My own personal theory is that babies don’t cry to manipulate us. They are expressing their needs. Responding to their needs when they express them will give them confidence that their needs will be met, and lead to them being happier, more confident and more independent people later in life. Far from making them dependent on you, it will provide them a secure base from which they can happily fly when they are ready. Babies are physiologically incapable of independence, so pushing them to be independent before they are ready can only do harm.

But I can easily frame the counter argument convincingly, too. If you respond to babies the instant they cry, they will never learn to settle and soothe themselves. They will learn to cry to manipulate you into picking them up, and you will never get a moments’ peace. You are making a rod for your own back, and depriving your baby of the chance to learn to be independent. You will pay for it for the rest of your life.
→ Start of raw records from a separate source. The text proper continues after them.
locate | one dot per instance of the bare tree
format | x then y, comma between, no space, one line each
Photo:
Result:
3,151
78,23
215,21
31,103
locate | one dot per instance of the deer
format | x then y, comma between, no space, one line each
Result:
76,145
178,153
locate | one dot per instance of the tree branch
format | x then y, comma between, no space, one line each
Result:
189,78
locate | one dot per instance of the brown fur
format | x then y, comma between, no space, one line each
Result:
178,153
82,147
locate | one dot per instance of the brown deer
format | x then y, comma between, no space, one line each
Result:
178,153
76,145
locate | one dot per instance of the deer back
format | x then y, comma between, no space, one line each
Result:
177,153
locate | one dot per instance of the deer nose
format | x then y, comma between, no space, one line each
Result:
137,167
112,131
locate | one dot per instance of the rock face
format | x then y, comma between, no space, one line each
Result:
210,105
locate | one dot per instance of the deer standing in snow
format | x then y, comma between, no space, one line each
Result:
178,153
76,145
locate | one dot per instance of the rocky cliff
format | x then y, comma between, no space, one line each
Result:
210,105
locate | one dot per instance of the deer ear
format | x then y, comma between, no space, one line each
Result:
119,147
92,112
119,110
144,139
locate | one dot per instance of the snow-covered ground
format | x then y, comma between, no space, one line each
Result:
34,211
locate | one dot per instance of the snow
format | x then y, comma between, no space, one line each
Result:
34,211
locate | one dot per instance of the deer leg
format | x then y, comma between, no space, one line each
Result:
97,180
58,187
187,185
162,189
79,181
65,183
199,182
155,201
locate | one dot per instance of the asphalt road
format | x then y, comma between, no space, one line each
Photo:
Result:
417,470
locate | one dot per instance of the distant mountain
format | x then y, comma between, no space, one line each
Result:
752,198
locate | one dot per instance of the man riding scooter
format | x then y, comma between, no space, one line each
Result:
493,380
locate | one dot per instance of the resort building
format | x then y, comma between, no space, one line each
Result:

Note that both arguments are emotive (” can only do harm” “depriving your baby” “manipulate you” “rod for your own back”) and they tap into our deepest fears as parents – we are somehow harming our children, and we are making life much harder for ourselves.

Becoming a parent makes you immensely vulnerable. Your desire to do what’s best for your children is overwhelming, and your fear of doing the wrong thing and inadvertently harming them can be intense. Anyone who comments negatively on your parenting can tap into those fears and create a whirling tornado of self-doubt in your soul.

It’s clear that there is only one thing to do. Listen to yourself. Do what feels right to you, your partner, and your children. If it feels right, your children are happy and healthy, and you’re happy and healthy, then it’s the right thing to do. Now that’s a theory you can bet your life on.